Trier’s Old Town Festival

I didn’t know what to expect when I headed to Trier for their Altstadtfest (Old Town Festival) but it turns out it’s made up of mostly drinking, eating and listening to music. One can’t ask for much more from a festival really.

Of course we started with a little wine tasting. I wasn’t sure which wine to go with but one of the locals took us through the German menu and after a bit of an interrogation regarding our wine preferences he selected wines for us to try. He was spot on with his recommendations and I loved my semi-sweet wine from the local Mosel region.

Mosel Wine in Trier

The festival has plenty of places to stop for local wine and beer and not surprisingly these were the most popular stalls. Even in the early afternoon the locals were crowding around, drinking up and chatting amongst themselves.

Drinking up at Trier's Old Town Festival

I was planning on sticking to wine during the festival but it was hard to walk by these beautiful fruit punch bowls without trying at least one. Most were spiked with vodka and were very refreshing!

Vodka laced fruit punch.

The eating side of things was a little less enjoyable for me as almost everything was deep fried and meaty. You can’t beat a good Hungarian langos though.

Vegetarian Hungarian Langos

There was lots of international food available including Mexican, Thai and Japanese. I did try some German specialties including these deep fried mushrooms. Good in theory, not so good in practice.

Deep Fried Mushrooms Smothered in Sauce

I finally hit the jackpot with a vegetarian flammkuchen. Flammkuchen is kind of like German pizza. You see it a lot around the west of Germany but it’s originally from the Alsace region of France. It’s delicious. Don’t pass it up if you have the chance to try it.

German Flammkuchen

If you’re a meat lover, you won’t be disappointed as after the beer and wine stalls the meat stations were the most well stocked. Piles of sausages and steaks were being grilled over hot coals and thrown between chunky bread rolls. Meat and bread were big at the Altstadtfest.

Meat cooked over hot coals.

The entertainment at the festival was mostly music. There was jazz, church choirs and lots more in between.

Trier Music Festival

Church Choir in Trier

Sightseeing in Trier

If you’re not in Trier during the festival there’s plenty to see anyway. Trier was a great Roman city back in the day and there are loads of Roman ruins scattered around the city. My favourite is the Porta Nigra gate to the city. At one point there were four of these gates but this is the only one which remains.
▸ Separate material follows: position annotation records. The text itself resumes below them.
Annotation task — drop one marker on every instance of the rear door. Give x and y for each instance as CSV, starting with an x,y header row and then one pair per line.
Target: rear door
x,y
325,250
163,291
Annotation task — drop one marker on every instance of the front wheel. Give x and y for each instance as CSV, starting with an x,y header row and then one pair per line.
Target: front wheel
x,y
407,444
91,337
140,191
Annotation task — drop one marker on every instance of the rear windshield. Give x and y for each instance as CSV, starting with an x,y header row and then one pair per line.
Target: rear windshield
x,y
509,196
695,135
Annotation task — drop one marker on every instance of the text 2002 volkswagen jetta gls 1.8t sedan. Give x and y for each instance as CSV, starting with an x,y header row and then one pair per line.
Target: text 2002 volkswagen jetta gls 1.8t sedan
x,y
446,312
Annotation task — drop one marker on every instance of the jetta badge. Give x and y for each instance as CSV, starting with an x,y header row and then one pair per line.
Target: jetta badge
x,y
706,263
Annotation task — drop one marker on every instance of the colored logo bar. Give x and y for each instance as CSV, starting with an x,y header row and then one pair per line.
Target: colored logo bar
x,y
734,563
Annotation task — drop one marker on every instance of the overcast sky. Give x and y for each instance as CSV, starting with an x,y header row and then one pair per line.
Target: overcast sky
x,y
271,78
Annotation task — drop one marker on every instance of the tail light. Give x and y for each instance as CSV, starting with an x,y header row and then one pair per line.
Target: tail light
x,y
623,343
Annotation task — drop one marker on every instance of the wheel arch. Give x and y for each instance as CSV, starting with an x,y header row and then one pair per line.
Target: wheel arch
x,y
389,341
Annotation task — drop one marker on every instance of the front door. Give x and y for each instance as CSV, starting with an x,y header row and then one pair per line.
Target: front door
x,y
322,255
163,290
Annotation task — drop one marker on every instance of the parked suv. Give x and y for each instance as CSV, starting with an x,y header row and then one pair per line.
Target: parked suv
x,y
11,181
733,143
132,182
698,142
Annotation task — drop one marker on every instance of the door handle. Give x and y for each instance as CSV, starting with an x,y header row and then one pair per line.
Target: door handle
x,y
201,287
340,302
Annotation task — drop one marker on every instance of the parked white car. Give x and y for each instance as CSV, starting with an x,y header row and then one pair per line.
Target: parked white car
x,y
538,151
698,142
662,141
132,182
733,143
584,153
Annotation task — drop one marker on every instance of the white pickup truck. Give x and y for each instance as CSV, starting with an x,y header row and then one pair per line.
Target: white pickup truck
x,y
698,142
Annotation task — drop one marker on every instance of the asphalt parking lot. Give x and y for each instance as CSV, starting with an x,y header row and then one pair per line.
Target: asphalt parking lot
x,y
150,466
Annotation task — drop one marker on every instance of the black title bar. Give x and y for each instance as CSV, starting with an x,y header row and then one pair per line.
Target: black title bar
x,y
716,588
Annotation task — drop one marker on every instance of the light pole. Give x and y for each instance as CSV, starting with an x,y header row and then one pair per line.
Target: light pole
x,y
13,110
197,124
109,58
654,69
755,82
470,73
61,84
Trier's Porta Nigra taken from the Mercure Hotel

The second most important Roman site in Trier is the Imperial Baths. The Romans were geniuses when it came to water and they created a complex system of hot and cold baths plus steam and relaxation rooms. There are no natural hot springs in Trier but they still managed to bring the water in and heat it to the exact temperature required.

Roman Baths in Trier

There is also a huge Roman amphitheatre which is still used today although no longer for killing wild animals and gladiators. Much prettier is the Roman bridge which dates from the 2nd century and is still used by traffic today without any structural problems.

Roman Bridge in Trier

Not from Roman times but there are a couple of historic cranes located on the banks of the Moselle. One is from medieval times and the other from the 18th century. The engine used to work the cranes was powered only by manpower. Not a fun job I’d imagine.

Treadwheel Crane in Trier

In between the Porta Nigra and the Imperial Baths is the beautiful garden of the Palace of Trier which is a nice spot to take a break from the festival and sightseeing.

Palace of Trier Gardens and Basilica

Where to Stay

I stayed in Trier compliments of Trier Tourism and Mercure Hotel Trier Porta Nigra. The hotel is located directly opposite the stunning Porta Nigra and I snapped the above photo of it from Mercure’s breakfast room. It’s not a bad view to eat breakfast to.

When to Visit

The Old Town Festival is held during June or it’s worth visiting Trier in December when the Christmas markets are on. Trier Tourism has a list of events on their website but the city’s Roman monuments and other sights can be visited all year round.